Lichen sclerosus (LS) is a chronic inflammatory condition of the skin; While it may occur in any part of the body it typically involves the vulvar and perianal regions in women. The cause of LS is not well understood, but it is thought to be an autoimmune process that breaks down the skin, perhaps exacerbated by chronic irritation of the affected area — all causing inflammatory changes that result in characteristic white patches and thinning of the skin in the vulva.
Most women with LS have itching in the vulvar region, and may also experience:
Women with LS may thus also experience discomfort during intercourse.
It is just s important to realize that an increased risk of squamous cell carcinoma may exist in vulvar LS. The precise increase in risk and what cofactors (such as human papilloma virus infection) may be involved are not yet completely defined, but yhe lifetime risk of vulvar cancer may be as high as 5% in women with LS and may be associated with a longer duration of the disease.
LS is a diagnosis made by looking at affected tissue under the microscope; therefore it can only be diagnosed with a biopsy. Skin biopsies of the vulva usually consist of a very small (5mm) piece of tissue which is taken in the doctor’s office under local anesthesia. The liberal use of biopsies is recommended because skin changes in the vulva can be difficult to diagnose, and some benign conditions can mimic malignant ones. Skin specimens may be sent to pathologists who specialize in skin disorders (so called, dermatopathologists).Ulcerative vulvar lesions may need to be biopsied more than once to screen for squamous cell carcinoma.
Epidermal hyperplasia and/or dysplasia associated with LS on vulvar biopsy specimens are associated with an increased risk of malignant transformation. Due to this increased risk of vulvar malignancy in these situations, women may be referred to specialists for care.
Treatment of LS usually consists of two goals: stop the inflammatory response and heal the broken-down tissue. To stop the inflammatory response topical steroids are typically employed. These may be higher on the dosage side such as Temovate, usually applied until the lesion is cleared and then the frequency or dosage is then decreased. Treatment however should continue indefinitely in order to stop any ongoing scarring. Topical testosterone was mainstay of treatment for female genital LS for decades, although it was never shown useful genital or extra genital cases. Recent studies suggest it may not be any more efficacious than placebo. Other treatments include topical progesterone, Vitamin D derivatives, and retinoids.

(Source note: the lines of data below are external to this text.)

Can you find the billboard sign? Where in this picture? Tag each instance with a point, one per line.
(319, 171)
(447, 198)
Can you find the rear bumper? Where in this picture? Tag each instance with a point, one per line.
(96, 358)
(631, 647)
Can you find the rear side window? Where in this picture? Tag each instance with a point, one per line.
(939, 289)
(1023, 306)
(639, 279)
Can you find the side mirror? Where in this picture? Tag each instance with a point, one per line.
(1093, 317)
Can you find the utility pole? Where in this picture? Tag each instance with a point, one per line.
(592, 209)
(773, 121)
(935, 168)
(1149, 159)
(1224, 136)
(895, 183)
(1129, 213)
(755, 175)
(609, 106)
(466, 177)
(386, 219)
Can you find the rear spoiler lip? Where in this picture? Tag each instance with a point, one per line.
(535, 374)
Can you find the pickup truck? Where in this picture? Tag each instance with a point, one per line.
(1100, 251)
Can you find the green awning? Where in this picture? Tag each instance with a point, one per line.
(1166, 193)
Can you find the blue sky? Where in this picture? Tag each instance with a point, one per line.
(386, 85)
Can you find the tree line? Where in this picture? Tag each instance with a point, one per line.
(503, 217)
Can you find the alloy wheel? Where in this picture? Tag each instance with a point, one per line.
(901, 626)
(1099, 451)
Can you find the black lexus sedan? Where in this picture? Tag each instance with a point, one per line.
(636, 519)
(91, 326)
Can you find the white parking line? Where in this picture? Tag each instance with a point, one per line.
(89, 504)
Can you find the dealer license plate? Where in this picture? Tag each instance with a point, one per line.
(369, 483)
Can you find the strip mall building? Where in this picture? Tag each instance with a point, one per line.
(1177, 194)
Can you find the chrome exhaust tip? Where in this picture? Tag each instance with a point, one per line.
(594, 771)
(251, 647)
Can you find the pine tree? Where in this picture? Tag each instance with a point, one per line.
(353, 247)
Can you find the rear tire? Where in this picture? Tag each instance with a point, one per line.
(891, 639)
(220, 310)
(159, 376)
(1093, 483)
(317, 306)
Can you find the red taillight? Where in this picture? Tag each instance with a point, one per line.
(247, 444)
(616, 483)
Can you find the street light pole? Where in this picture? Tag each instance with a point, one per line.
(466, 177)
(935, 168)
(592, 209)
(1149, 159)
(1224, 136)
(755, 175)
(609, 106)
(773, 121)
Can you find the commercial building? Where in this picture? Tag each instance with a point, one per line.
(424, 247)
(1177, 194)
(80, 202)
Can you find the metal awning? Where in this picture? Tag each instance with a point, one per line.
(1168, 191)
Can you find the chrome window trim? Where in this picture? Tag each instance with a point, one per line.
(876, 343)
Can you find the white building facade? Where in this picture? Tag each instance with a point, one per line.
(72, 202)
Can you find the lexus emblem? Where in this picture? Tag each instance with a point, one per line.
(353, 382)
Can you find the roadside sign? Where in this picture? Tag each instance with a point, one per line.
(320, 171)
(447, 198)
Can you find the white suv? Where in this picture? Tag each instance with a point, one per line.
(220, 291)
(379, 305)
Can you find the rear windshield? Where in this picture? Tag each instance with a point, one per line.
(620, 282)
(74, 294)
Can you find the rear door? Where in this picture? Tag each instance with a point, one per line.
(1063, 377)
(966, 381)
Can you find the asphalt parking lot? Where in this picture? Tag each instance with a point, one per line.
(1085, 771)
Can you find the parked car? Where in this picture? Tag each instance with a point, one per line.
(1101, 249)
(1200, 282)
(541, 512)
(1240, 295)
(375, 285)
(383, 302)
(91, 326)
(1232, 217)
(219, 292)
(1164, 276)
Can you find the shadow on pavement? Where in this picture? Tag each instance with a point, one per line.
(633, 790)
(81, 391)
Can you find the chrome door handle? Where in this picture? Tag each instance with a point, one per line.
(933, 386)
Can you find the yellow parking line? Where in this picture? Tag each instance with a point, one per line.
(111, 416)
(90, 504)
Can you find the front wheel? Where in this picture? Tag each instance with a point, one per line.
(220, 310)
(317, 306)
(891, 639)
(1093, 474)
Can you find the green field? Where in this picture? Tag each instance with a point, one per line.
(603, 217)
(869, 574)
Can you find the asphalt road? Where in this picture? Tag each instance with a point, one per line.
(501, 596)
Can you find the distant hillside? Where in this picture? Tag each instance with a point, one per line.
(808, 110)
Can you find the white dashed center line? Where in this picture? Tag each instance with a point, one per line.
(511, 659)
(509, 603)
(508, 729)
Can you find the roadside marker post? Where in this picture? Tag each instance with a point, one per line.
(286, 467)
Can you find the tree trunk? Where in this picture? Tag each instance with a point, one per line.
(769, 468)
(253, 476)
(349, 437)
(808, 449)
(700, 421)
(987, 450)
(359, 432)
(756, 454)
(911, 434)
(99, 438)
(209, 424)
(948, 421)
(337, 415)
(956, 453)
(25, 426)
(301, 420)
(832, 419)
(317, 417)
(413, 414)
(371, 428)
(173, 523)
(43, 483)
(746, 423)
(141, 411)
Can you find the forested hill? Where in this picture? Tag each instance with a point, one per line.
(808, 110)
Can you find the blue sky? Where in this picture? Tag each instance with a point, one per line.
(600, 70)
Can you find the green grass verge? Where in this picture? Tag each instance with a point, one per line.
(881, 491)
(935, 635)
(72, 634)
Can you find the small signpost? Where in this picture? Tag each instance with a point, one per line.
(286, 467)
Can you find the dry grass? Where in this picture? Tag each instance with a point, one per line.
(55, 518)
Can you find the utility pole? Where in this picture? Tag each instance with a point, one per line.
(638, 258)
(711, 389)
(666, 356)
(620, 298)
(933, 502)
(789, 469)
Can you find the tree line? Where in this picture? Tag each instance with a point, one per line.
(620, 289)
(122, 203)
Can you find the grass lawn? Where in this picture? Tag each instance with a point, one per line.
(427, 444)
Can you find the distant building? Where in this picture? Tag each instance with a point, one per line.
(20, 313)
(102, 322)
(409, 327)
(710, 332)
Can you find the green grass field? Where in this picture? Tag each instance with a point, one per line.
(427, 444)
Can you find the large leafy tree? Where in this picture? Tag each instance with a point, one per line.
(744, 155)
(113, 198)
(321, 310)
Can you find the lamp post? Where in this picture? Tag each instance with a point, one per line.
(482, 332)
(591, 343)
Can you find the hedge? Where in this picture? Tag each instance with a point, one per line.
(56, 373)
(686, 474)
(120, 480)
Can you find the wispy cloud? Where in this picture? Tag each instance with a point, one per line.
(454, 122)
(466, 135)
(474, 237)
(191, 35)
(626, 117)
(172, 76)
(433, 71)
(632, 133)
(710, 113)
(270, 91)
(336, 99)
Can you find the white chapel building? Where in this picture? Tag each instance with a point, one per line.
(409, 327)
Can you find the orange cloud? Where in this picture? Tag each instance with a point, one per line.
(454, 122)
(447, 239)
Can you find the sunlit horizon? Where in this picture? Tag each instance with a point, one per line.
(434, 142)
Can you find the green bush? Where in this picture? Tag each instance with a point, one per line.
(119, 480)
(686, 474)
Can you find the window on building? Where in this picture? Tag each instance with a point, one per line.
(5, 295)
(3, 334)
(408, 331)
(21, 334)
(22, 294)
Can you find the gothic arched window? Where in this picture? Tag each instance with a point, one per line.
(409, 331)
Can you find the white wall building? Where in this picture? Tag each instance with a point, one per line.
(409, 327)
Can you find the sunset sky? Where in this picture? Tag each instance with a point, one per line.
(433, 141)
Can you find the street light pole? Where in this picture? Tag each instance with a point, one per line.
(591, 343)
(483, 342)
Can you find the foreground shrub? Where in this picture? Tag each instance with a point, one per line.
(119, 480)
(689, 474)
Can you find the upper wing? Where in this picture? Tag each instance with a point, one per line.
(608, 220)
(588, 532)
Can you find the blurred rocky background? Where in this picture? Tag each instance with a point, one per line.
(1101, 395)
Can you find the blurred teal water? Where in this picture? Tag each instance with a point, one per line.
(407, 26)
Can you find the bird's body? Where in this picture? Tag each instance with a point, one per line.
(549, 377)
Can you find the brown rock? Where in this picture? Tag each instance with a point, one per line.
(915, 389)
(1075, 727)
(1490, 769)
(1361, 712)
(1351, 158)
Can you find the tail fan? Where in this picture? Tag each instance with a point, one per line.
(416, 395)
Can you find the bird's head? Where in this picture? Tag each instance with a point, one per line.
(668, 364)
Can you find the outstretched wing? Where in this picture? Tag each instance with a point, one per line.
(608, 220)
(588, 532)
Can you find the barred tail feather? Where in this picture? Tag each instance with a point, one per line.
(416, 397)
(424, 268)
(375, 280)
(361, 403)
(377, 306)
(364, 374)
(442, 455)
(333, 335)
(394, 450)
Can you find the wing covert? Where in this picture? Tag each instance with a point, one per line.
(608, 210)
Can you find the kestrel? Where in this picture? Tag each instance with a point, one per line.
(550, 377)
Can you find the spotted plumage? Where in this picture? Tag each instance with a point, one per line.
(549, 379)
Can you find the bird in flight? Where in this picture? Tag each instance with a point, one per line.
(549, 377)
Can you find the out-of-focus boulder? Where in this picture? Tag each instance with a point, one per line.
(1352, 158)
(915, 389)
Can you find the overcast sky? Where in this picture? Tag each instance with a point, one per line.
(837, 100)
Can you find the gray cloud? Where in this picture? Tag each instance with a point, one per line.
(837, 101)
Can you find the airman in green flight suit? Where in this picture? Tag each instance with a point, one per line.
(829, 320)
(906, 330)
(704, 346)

It is better to avoid soaps, bubble baths, talc and anything with artificial colors and scents. Natural emollients should be used as often as necessary, and many women will get relief with Vaseline in addition to steroid use. In addition, cotton underwear is best. Allergic contact dermatitis may develop with any topical therapy, including steroids and should be considered when symptoms worsen in an unexplained fashion.
The bottom line: LS can be an uncomfortable skin condition of the vulva, but if it is properly treated, symptoms and side effects can be controlled. When it affects the vulva LS should be treated on a chronic and ongoing basis, regardless of the presence or severity of symptoms; otherwise, the resulting scarring and narrowing is irreversible and may interfere with urination and/or sexual intercourse. It is also important that women and there caregivers be aware that women with LS are at increased risk for vulvar cancers and thus the liberal use of skin biopsies and referrals to specialists be encouraged when new lesions occur or are difficult to manage. Standard therapies consist of treatment with steroids, but the newer therapies may be employed in difficult or unusual situations.